In a free webinar for healthcare professionals on MIMS Learning, Dr Holmes highlighted that recovery may take weeks or months, and that patients may experience a wide spectrum of post-COVID issues - including chronic fatigue, lung and heart problems, and neuropathy from the virus or from being 'proned’ during hospital stays.
He said: 'There will be an awful lot of work for primary care in this, but we can make a good job of it. The implications are physical, psychological and social… As long as we can get patients to understand that natural history, to understand that we can provide that gentle rehabilitation going forward, we should be able to get most of our patients back to normal realistically.’
Dr Holmes said that with 'positivity' and with the help of colleagues such as physiotherapists, hospital specialists, and psychologists, GPs 'should be able to help most of our patients fully recover and those that don’t fully recover, absolutely optimise the care they can get’.
He said recovery times for COVID-19 could be similar to those seen with pneumonia, with symptoms taking up to six months to fully resolve, or more if the patient has had a complicated ICU stay.
He added that a considerable number of those who have had COVID-19 have had physical complications including heart failure, coagulopathy, deep vein thrombosis, renal disease, neuropathy, and interstitial lung disease.

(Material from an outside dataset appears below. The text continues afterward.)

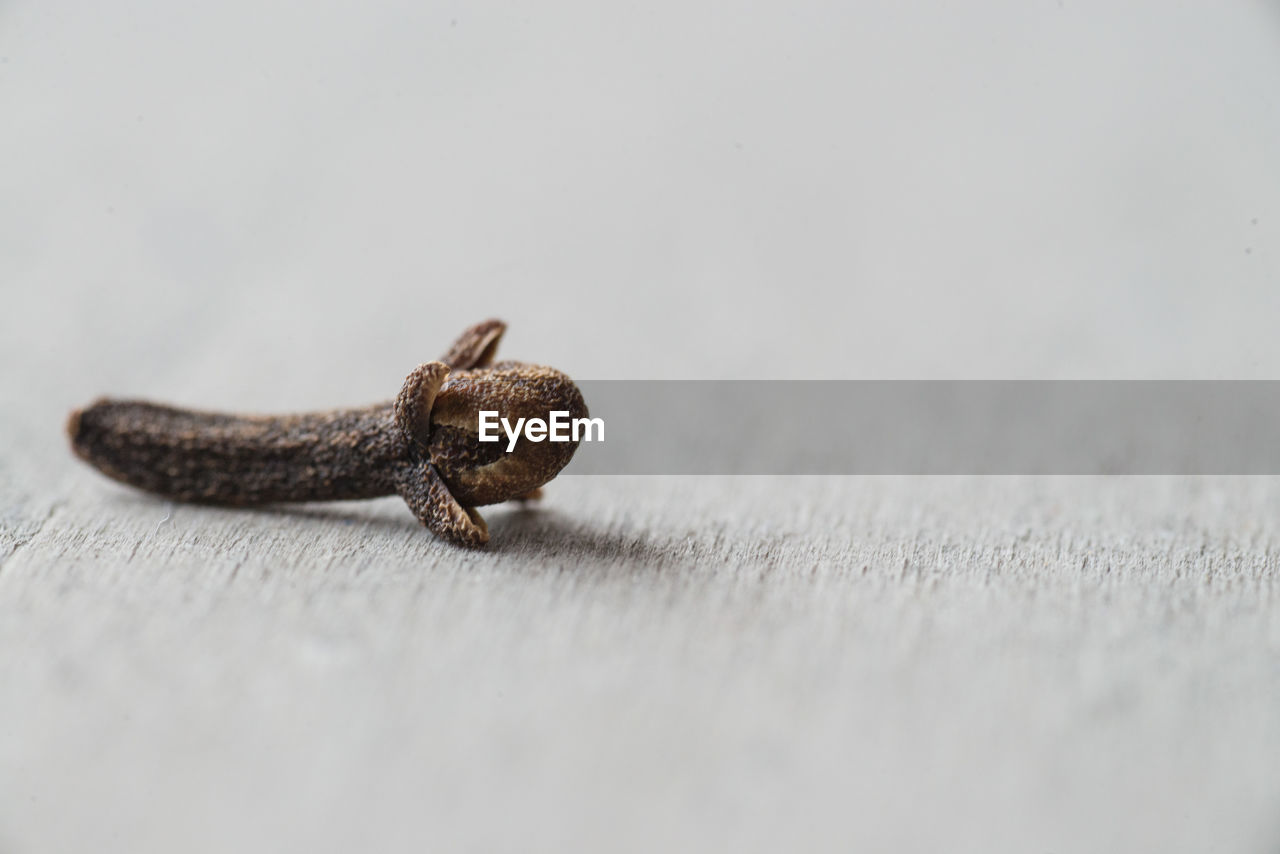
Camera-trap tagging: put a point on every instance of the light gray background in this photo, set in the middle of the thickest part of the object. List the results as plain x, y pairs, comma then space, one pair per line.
287, 205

Chronic fatigue syndrome is also common in people who have had viral respiratory infections and is something for GPs to watch out for, he said.
Post-intensive care syndrome may occur amongst the most severely affected, who have been to ICU. They may have ICU-acquired weakness, a neuromuscular condition that develops during an ICU stay and that make activities of daily living difficult.
Other issues include tracheostomy wounds, dysphagia linked to intubation, urological symptoms associated with catheterisation, pressure ulceration and proning plexopathy/neuropathy.
Cognitive dysfunction and mental health problems may also occur after ICU stays. 30-80% of patients may have problems remembering, concentrating, organising and working on complex tasks.
Around 300,000 people in the UK have reported symptoms lasting for more than a month, according to King’s College London team behind the Covid Symptom Study app. The team told a recent Radio 4 investigation that as many as 60,000 people have been ill for more than three months.